A McLaren está satisfeita com o ritmo implementado por Lando Norris neste domingo (19) no GP da Bélgica. O atual campeão largou da 13ª colocação graças a punição e terminou em sétimo, chegando a liderar a prova.
Em coletiva da equipe com questionamentos do GRANDE PRÊMIO, Andrea Stella acredita que o pódio com o carro #1 teria sido bem possível. “Estamos muito animados com a performance que ele conseguiu demonstrar hoje. Acredito que, largando da posição natural – o 3º lugar – o carro mostrou ser rápido e tinha ritmo para disputar o top-3”, analisou.
Stella também falou sobre o incidente envolvendo Oscar Piastri e Charles Leclerc. Ambos se tocaram em disputa por posição e o australiano levou a pior. A direção de prova não puniu o monegasco da Ferrari, porém, o chefão da equipe procurou não polemizar sobre a decisão.
“Preciso analisar isso pois, na verdade, ainda não examinei o caso pessoalmente. Tenho de rever quais elementos foram levados em conta pelos comissários e se o fator determinante aqui é a posição relativa entre o eixo dianteiro do carro do Oscar e o carro do Leclerc”, disse.

“De qualquer forma, quando os carros permanecem lado a lado por tanto tempo, devemos garantir que o que não está na trajetória ideal — por estar defendendo a linha interna — deixe espaço suficiente, afinal, se houver um contato descontrolado, o acidente pode ser muito grave. Portanto, acredito que há lições a serem tiradas deste caso”.
Stella aponta que a corrida de Piastri foi afetada por conta desse dano na pressão aerodinâmica, o que exigiu mais dos pneus do que os adversários no primeiro stint.
Ainda assim, o dirigente papaia gostou do quinto lugar e dos pontos conquistados pelo piloto. “Considero bastante animador o desempenho dele, acho que ele aprendeu bastante ao longo do fim de semana e manteve o mesmo ritmo que Lando, não fosse pelo dano”, completou.

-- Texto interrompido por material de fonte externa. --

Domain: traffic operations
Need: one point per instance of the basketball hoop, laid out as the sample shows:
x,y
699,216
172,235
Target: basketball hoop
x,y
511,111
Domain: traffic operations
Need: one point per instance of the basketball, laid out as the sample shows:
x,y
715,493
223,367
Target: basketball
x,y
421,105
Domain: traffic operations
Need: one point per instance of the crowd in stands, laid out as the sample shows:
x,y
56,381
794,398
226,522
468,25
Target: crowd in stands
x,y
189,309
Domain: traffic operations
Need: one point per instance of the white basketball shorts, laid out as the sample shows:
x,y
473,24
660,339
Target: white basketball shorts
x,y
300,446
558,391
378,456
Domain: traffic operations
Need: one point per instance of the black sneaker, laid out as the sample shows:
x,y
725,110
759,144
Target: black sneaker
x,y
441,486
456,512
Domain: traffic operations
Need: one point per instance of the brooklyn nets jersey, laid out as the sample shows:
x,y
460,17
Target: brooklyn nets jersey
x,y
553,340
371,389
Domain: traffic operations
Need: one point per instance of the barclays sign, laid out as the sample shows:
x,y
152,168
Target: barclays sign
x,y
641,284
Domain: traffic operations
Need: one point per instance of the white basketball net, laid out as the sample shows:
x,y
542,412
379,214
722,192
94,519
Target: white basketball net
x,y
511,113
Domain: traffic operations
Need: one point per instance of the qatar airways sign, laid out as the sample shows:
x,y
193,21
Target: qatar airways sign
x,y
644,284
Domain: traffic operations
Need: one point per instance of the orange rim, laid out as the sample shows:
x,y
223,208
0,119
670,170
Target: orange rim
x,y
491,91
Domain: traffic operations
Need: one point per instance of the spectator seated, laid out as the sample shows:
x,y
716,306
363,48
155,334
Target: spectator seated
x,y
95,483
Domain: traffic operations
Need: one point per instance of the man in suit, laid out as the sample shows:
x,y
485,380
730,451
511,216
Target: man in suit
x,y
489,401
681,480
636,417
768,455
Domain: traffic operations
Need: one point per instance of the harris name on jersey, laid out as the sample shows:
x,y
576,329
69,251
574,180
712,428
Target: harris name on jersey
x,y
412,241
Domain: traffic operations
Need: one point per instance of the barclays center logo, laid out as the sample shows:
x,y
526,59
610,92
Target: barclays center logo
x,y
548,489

Por fim, Stella foi questionado se valeu à pena ter mantido Norris na pista a partir do acionamento do safety-car virtual e, em sua análise, a estratégia ousada seria uma decisão de vida ou morte, considerando a performance do piloto com os pneus médios.
“Olhando para trás, acho que deveríamos ter tentado. Se tivéssemos permanecido na pista e ocorresse um carro de segurança, a estratégia teria funcionado muito bem, Lando economizaria tempo da parada e voltado com pneus novos enquanto os outros estariam com compostos usados. Teria sido excelente, mas não foi o que aconteceu e, no fim das contas, provavelmente teria sido melhor parar”, apontou.